マイクロポンプの市場規模、2028年に51億7,286万米ドル到達予測

マイクロポンプの市場規模は、2021年の15億5,301万米ドルからCAGR18.8%で成長し、2028年には51億7,286万米ドルに達すると予測されています。マイクロポンプ市場は、製品タイプ、材料、アプリケーション、エンドユーザー、地域別に分類されています。地域別市場は、さらに、北米、欧州、アジア太平洋、中東・アフリカ、南・中央アメリカに分けられます。

医療機器業界におけるマイクロポンプの需要拡大

近年、薬物の放出制御には、適切な量の薬物を適切なタイミングで最小の侵襲で放出することなど、多くの課題があり、高度な薬物送達デバイスの需要が高まっています。
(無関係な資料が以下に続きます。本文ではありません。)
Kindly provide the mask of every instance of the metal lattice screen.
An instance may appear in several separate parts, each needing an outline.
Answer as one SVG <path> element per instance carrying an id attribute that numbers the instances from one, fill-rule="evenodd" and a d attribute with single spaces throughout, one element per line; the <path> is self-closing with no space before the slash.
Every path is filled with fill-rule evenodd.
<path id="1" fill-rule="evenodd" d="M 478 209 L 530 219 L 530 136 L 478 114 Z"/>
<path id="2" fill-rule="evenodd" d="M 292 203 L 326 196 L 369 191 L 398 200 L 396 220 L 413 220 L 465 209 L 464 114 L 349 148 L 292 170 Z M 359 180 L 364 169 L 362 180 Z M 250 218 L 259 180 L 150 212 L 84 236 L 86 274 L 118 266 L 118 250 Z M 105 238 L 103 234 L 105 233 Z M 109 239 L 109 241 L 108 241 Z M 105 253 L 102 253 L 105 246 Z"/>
従来の薬物送達デバイスの課題としては、長期的な治療、短い治療期間、複雑な投与スケジュール、複合的な治療、個別の投与レジメンなどが挙げられます。機械部品と電気部品を組み合わせた微小電気機械システム(MEMS)の出現は、これらの欠点を克服するためのソリューションを提供しています。医療機器の小型化の進展は、医療機器業界を大きく変えました。医療費の高騰や自宅での外来診療への移行に伴い、小型・軽量で持ち運び可能な製品の需要が急激に高まっています。医療機器の小型化にはさまざまな方法があり、中でも最も重要なのがマイクロポンプです。マイクロポンプは、生産コストの削減、漏れの減少、消費電力の削減に加え、液体の流れを制御して体内に薬剤を送り込むことで精度を高めることができます。また、極めて少量の液体を効率的に扱うことができ、経皮的なインスリン投与、人工心臓による血液搬送、ブドウ糖や薬剤の注入、ホルモン治療、痛みや創傷の管理など、さまざまな医療用途に開発されています。 さらに、メーカーは医療機器業界の需要の高まりに対応するため、幅広い種類のマイクロポンプをリリースしています。例えば、2019年11月、TTP Ventusは、より高い流量、より高い圧力を実現する新しいHPシリーズのマイクロポンプを発売しました。これにより、マイクロ流体研究、医療診断、治療用デバイス、ウェアラブルなどのアプリケーションの製品イノベーションの可能性が広がりました。さらに、マイクロポンプは新しい医療用途にも使用されています。例えば、2018年9月、Sensile Medicalは、パーキンソン病の治療用に設計されたウェアラブルマイクロポンプのEU認証を取得しました。このデバイスは、液体薬の自動充填、カラーディスプレイ、充電ユニット、データストレージなどの機能を備えた使いやすいデバイスで、治療管理の強化に役立ちます。

製品タイプ別見通し

市場は、製品タイプ別に、機械式マイクロポンプ、シリンジポンプ、ピエゾ式マイクロポンプ、蠕動ポンプ、非機械式マイクロポンプに分類されます。2021年の市場では、機械式マイクロポンプが最大シェアを占め、今後は、非機械式マイクロポンプが高いCAGRを記録すると予想されています。